Present on that occasion were his widow Gwen, whom he met while both
worked at Bletchley
Park during the Second
World War, and members of their family. Vernon had worked at that
branch, which initially was located further along St Helen’s Road, for 38
years, until he retired aged 60 in 1966.
But other Swansea
branches of Lloyd’s bank have significance for him too.
For much of the 20th
century the principal Swansea
branch of Lloyd’s occupied nos. 24
to 26 Wind Street , now the premises of the
Revolution Bar. Vernon
grew up in Swansea
because his father, William Watkins, came to manage that branch just before the
outbreak of the First World War. Vernon
had been born in Maesteg in 1906, but his father’s managerial ability saw the
Watkins family move to Bridgend, then to Llanelli, and finally to Swansea,
where William Watkins worked until he retired.
The family – Vernon
had one older and one younger sister – lived throughout the First World War in
the Uplands, in Eaton Grove - now part of Eaton Crescent . Subsequently they moved to ‘Redcliffe’ (now
demolished) in Caswell, and later to ‘Heatherslade’ in Pennard, now the
Heatherslade Residential Home.
In those pre-television days
Vernon from the age of nine or ten used on Saturday afternoons to attend the
Uplands Cinema, popular with many youngsters.

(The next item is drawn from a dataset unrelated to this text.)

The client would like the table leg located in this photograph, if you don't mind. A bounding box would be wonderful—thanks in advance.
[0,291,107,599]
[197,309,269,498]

It occupied the site where the Uplands branch of Lloyds Bank now
stands. Vernon wrote of the excitement as a crowd of
children waited behind the brass railing for the doors to open at 2
o’clock. He was particularly enthralled
with the serials starring Pearl White, where each episode ended with a
cliff-hanger that left the heroine in mortal peril, as the words ‘To be
continued next week’ flashed across the screen.
Years later in 1938 he saw a newspaper headline ‘Pearl White is dead’,
for she died aged 49 at the American hospital in Paris , her health affected by injuries while
doing her own stunts. He was prompted to
write Elegy on the heroine of childhood
(in memory of Pearl White), which begins:
‘Four words catch hold. Dead exile, you would excite
In the red darkness, through the filtered
light,
Our round, terrified eyes, when some
Demon of the rocks would come
And lock you in the house with moving walls:
You taught us first how loudly a pin falls.’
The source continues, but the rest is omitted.